(Bloomberg) -- Mozambique has finally struck a restructuring deal with Eurobond holders, almost two years after defaulting.

The southern African nation has agreed in principle with holders of 60 percent of its bonds, including New York-based hedge fund Greylock Capital Management LLC, a deal that will see them swap into a new $900 million Eurobond maturing in 2033 and another instrument linked to future gas revenues, the Ministry of Finance said in a statement Tuesday.

The government’s sole Eurobond, a $727 million deal maturing in 2023, rose to 85.3 cents on the dollar, the highest level this month, which equates to a yield of around 17.1 percent.

Here’s more detail:

  • The ministry reached an agreement with four members of the so-called Global Group of Mozambique Bondholders: Greylock, Farallon Capital Europe, Mangart Capital Advisors, Pharo Management
  • The deal is conditional on parliamentary approval and the parties finalizing the “detailed terms”
  • The Finance Ministry expects to start an exchange offer early next year
  • Both new instruments will be senior unsecured obligations of the government
  • The Eurobond will have a 5.875 percent coupon; through 2023, 4 percent will be paid in cash and the rest will be “payable via capitalization”
    • The notes will amortize from September 2029 via five equal payments
    • The $900 million includes the outstanding principal and unpaid interest as of September this year
  • The so-called “value recovery instrument” will be of “an amount equal to 5% of the prior year’s aggregate fiscal revenue derived by Mozambique from the Area 1 and Area 4 natural gas projects”
    • There will be a payment cap of $500 million and a final applicable fiscal year of 2033
    • The “precise payment dates and mechanism for calculating and verifying payment amounts to be determined in definitive documentation”

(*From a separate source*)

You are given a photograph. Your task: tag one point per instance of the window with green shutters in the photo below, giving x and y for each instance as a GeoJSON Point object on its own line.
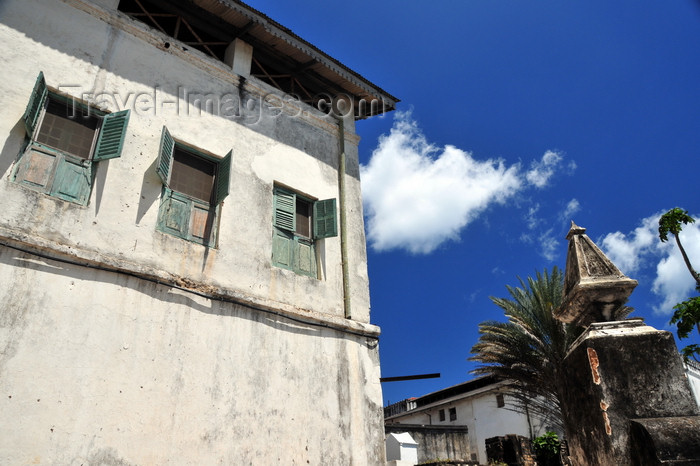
{"type": "Point", "coordinates": [298, 222]}
{"type": "Point", "coordinates": [194, 184]}
{"type": "Point", "coordinates": [66, 138]}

The ministry made no mention of the more than $1 billion of loans for state companies Mozambique Asset Management and ProIndicus that the government also wants to restructure. Both companies’ loans have state guarantees. The government wanted to deal with all debt holders together, but the Eurobond holders argued they should get preferential treatment because the legality of the guarantees was questionable.